A student repositions a tower of lettuce plants in the BRAE Vertical Farm.
Could humans one day grow food in space? Tucked away in the back of the bioresource and agricultural engineering (BRAE) shop is a tarp-covered lab where students work to help answer that question.
Inside the hydroponic lab, known as the BRAE Vertical Farm, a bounty of leafy greens grows under a spectrum of colored lights, while various irrigation machines provide a background hum.
The lab, run by professor Sara Kuwahara, began after she spent the summer of 2022 at the Kennedy Space Center as part of NASA’s Visiting Scientist/Engineer Program.
Kuwahara spent 12 weeks consulting with NASA on her research specialty, controlled climate agriculture — a blend of engineering, plant science and greenhouse control techniques to grow plants without using traditional soil-based methods.
First photo: Bioresource and agricultural engineering professor Sara Kuwahara inspects leaves of Outredgeous romaine lettuce. Second photo: Student researchers harvest lettuce that was grown at the BRAE Vertical Farm.
In hydroponic farming, plants are grown in a water-based nutrient solution instead of soil, and there’s a limit to how much oxygen, a crucial nutrient to plant growth, can be dissolved in the water. But by injecting tiny bubbles of oxygen — known as nanobubbles or ultrafine bubbles — into the water, scientists can bump up the concentration by two or three times the original level.
Kuwahara worked with NASA scientists to study how this technique affects lettuce growth, with the hope that it can one day be applied to more effectively grow crops in space — research she is continuing at the vertical farm.
“It’s kind of a novel area in terms of research. There are a lot of scientists researching it in Asia, but in the U.S. we haven’t really jumped into it yet,” Kuwahara said. “They were really interested in learning more about what I was working on.”
Kuwahara and the NASA researchers used a specific kind of romaine lettuce called Outredgeous, also known as “space lettuce,” because it is currently being grown on the International Space Station, albeit in very small amounts. It’s the same lettuce Kuwahara uses in her lab at Cal Poly today.
Students harvest lettuce grown in the BRAE Vertical Farm.
“It’s this cute little romaine that turns red when it gets really stressed out,” Kuwahara said. “They asked me to use that species so that my data would be comparable with theirs.”
At NASA, Kuwahara also studied the impacts of increasing salt levels along with adding extra oxygen, and whether nanobubbles could help the plants better withstand a saltier environment. In space, the most readily-available water source is recycled human urine, which has a high salt content — something most plants can’t tolerate well.
Learning about the impact of salinity also has ramifications here on Earth, where strawberry farmers in Santa Maria are dealing with the impact of increased salinity in the soil from the Pacific Ocean.

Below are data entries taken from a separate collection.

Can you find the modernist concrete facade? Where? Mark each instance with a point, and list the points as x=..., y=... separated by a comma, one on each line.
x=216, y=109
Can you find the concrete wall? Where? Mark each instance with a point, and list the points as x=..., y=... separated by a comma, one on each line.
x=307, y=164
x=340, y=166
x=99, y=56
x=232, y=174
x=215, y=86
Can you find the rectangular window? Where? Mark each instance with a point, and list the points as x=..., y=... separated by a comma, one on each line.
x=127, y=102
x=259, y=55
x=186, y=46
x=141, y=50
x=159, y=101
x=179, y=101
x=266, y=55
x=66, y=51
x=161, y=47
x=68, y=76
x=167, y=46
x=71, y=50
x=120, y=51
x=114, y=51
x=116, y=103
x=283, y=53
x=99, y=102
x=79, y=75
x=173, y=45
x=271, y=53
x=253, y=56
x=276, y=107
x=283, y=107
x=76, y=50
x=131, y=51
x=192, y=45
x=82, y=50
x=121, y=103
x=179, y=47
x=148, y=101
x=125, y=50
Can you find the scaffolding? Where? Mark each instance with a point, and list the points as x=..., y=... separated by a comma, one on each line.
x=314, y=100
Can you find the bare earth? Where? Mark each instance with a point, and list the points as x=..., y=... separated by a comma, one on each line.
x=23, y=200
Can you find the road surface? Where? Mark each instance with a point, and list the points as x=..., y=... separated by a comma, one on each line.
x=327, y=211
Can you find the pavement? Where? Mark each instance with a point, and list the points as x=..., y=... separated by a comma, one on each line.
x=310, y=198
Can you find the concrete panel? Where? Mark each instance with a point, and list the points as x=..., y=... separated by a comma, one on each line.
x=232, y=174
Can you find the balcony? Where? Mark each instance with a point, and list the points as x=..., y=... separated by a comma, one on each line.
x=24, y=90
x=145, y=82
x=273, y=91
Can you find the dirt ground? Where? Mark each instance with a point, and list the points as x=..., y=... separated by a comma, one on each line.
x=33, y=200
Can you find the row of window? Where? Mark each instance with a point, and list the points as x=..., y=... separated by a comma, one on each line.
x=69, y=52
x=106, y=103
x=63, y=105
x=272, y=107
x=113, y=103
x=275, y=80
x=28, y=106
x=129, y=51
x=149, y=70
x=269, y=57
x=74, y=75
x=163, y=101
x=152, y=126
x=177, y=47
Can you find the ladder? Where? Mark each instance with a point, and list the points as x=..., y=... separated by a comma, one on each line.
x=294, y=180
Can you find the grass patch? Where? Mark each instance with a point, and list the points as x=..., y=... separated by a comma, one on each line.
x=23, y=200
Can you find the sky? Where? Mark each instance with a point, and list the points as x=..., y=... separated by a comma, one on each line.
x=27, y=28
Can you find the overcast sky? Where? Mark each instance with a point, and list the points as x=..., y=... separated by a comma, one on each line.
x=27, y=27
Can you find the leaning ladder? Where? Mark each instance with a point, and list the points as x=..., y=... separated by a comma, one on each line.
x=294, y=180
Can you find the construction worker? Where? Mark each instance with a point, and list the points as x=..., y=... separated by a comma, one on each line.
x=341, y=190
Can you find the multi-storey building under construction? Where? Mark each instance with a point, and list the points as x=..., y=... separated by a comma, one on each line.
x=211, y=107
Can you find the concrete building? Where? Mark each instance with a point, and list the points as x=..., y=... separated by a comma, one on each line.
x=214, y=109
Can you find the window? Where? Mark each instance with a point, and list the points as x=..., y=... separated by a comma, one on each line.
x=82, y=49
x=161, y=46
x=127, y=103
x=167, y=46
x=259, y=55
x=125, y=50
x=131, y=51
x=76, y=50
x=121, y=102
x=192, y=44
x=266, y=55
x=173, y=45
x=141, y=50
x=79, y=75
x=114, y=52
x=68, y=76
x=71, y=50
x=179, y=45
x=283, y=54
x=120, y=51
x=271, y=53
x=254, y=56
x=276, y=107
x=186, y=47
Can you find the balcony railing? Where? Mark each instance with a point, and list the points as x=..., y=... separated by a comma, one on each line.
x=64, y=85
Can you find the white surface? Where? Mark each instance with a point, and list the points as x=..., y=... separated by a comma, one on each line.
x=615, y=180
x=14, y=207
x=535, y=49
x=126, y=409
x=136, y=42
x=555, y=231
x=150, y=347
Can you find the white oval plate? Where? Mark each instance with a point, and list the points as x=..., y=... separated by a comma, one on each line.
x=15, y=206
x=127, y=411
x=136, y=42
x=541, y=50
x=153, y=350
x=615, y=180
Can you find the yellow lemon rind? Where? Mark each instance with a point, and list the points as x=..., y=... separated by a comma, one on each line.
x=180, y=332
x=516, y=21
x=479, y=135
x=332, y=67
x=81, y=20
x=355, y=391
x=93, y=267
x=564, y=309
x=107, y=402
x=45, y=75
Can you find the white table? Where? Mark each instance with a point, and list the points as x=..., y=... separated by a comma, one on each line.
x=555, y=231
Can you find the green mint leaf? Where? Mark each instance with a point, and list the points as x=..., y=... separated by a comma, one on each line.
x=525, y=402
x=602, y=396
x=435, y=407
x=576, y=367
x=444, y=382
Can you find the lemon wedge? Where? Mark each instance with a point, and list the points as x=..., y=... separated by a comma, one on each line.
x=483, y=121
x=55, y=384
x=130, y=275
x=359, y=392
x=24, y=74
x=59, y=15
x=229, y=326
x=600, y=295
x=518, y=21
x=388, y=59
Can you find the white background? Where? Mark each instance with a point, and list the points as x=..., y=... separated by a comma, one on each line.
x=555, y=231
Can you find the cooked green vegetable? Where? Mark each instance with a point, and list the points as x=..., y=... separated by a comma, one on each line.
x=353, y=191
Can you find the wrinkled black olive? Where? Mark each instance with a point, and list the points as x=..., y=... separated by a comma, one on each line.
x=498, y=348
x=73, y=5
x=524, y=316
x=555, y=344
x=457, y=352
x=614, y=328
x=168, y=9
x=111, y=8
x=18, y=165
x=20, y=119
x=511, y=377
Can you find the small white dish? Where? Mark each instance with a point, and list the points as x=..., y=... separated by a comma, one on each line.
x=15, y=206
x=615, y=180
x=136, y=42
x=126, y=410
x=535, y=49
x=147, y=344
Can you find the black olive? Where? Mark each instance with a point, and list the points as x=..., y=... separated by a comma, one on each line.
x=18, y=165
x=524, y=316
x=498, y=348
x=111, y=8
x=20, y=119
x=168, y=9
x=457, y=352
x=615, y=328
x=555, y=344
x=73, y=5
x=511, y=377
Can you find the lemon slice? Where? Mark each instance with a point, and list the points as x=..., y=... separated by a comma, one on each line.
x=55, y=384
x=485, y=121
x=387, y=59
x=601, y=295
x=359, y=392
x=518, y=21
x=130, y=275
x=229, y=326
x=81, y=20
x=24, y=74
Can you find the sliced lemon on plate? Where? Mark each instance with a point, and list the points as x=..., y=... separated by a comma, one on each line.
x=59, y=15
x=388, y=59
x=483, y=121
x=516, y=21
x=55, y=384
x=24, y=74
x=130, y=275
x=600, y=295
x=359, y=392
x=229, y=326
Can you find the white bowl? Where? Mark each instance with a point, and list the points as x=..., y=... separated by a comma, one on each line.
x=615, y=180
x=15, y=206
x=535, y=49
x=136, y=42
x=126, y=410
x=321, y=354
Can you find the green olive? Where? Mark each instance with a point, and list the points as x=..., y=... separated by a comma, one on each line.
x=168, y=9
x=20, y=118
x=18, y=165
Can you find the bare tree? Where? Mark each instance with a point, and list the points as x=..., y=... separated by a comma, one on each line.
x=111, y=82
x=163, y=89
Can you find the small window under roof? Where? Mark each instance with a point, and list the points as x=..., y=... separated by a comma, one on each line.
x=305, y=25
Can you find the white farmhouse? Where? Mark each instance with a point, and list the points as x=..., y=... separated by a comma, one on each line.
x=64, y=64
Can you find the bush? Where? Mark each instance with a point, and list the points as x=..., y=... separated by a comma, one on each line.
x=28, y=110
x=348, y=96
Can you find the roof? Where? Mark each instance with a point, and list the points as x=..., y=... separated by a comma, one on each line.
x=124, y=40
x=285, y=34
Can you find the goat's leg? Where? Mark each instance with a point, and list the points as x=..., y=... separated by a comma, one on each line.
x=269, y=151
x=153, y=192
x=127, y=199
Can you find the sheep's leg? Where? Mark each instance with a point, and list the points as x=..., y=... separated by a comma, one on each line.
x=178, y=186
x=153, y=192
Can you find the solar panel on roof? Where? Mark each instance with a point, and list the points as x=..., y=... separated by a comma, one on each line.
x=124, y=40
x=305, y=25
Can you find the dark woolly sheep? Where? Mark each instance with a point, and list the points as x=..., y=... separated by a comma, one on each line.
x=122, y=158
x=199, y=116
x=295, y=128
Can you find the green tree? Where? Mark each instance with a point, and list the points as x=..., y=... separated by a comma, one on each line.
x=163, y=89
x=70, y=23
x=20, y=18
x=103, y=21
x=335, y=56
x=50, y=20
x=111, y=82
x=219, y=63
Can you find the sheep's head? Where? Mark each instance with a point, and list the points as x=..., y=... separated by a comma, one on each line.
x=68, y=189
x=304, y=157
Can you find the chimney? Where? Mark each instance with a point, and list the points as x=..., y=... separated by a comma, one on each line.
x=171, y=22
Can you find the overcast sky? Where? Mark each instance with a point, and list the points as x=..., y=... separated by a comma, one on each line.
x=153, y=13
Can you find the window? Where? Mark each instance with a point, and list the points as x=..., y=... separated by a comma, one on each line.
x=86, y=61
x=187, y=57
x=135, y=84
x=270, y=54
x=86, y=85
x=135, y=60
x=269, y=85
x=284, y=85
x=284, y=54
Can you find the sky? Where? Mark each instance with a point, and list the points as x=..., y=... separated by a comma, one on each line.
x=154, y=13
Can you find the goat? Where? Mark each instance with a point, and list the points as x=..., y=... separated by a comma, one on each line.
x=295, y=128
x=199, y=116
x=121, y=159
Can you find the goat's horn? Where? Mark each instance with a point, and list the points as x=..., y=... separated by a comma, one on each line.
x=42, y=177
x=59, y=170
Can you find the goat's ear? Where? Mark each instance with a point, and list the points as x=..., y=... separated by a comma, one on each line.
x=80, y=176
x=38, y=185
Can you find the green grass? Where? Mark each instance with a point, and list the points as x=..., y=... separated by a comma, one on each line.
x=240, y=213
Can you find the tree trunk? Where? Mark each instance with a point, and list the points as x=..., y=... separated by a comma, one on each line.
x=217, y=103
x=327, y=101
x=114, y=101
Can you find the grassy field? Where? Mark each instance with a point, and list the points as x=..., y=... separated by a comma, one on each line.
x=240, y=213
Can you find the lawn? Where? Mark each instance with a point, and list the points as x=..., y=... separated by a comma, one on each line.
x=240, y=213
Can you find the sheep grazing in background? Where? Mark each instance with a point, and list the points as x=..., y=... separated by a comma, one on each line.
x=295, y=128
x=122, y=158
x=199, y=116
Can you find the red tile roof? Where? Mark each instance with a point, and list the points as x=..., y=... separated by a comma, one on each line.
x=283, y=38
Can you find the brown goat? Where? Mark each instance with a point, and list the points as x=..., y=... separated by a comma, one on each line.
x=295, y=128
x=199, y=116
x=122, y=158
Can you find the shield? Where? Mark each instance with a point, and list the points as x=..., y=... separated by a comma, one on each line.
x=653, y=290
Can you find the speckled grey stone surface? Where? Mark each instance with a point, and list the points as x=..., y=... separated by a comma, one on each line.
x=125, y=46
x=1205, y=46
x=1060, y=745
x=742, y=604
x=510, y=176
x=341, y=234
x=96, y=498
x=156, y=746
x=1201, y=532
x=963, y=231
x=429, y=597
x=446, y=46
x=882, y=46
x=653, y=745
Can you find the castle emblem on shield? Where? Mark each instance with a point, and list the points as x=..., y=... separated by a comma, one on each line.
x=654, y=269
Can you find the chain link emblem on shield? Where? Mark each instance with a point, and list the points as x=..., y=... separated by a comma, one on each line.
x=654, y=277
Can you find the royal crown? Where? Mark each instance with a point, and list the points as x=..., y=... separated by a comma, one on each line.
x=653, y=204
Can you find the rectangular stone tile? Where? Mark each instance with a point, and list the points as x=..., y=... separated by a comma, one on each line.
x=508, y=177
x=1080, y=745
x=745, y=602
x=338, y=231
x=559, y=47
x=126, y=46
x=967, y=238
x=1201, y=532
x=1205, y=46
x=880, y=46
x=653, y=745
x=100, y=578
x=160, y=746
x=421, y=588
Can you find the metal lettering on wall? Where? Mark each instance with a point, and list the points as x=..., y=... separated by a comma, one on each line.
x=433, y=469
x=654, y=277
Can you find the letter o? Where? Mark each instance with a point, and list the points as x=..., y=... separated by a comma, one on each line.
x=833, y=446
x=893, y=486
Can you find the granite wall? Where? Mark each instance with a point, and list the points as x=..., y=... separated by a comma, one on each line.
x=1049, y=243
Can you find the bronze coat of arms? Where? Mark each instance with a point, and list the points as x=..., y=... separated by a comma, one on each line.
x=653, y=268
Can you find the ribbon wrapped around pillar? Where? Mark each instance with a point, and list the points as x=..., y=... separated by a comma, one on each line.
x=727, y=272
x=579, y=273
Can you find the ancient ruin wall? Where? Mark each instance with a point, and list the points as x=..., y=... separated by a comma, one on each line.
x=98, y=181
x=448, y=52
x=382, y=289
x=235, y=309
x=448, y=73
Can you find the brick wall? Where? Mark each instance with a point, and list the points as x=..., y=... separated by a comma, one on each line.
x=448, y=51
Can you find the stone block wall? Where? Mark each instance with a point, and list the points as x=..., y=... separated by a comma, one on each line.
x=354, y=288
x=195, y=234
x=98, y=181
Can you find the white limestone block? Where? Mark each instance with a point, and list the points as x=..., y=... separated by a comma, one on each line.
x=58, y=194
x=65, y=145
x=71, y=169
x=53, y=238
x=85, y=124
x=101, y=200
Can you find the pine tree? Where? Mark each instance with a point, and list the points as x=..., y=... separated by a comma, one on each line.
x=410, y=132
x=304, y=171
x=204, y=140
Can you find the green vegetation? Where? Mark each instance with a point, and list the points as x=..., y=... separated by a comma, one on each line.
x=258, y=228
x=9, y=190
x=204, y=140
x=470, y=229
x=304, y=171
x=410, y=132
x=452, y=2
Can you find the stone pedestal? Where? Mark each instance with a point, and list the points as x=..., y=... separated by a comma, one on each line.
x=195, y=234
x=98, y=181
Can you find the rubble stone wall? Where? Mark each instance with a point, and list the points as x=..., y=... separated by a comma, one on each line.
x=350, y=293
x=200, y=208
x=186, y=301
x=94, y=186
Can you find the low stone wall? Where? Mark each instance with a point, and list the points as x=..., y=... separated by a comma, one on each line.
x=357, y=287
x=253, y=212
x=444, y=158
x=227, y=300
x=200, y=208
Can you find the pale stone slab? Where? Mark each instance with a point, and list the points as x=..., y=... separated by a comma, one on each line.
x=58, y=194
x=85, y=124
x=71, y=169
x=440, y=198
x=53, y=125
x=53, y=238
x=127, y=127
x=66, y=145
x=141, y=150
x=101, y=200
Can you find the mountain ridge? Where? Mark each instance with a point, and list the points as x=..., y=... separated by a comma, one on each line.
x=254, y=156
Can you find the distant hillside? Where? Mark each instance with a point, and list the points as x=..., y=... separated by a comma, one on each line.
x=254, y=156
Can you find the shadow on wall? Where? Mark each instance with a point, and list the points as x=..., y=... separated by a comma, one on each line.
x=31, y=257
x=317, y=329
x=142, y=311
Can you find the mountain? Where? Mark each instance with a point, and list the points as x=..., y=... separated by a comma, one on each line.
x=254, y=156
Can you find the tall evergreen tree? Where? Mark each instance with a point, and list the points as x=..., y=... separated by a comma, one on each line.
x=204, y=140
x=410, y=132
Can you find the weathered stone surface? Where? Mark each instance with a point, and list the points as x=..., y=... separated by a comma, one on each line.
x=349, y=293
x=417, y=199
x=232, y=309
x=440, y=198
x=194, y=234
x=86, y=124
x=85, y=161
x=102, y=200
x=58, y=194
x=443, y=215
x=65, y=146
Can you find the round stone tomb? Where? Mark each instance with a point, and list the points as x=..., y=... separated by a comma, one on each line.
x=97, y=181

After collecting nearly three years of data, Kuwahara says the effectiveness of the nanobubbles on certain plants is pretty much proven — though more work remains to be done to learn about salt tolerance.
“At least with the lettuce, the nanobubbles are definitely working,” Kuwahara said “The lettuce increases in size by about 50% when we add the bubbles, but the root zone stays the same. We’re basically getting more food, and more bang for your buck.”
First photo: Kuwahara inspects lettuce plants in the lab. Second photo: A student researcher grabs a vertical planter of lettuce during harvesting at the BRAE Vertical Farm in July.
Anna Wescott, a recent bioresource and agricultural engineering graduate, worked with Kuwahara in the lab for two years, first helping to build the vertical farm and eventually running it during the summer of 2024.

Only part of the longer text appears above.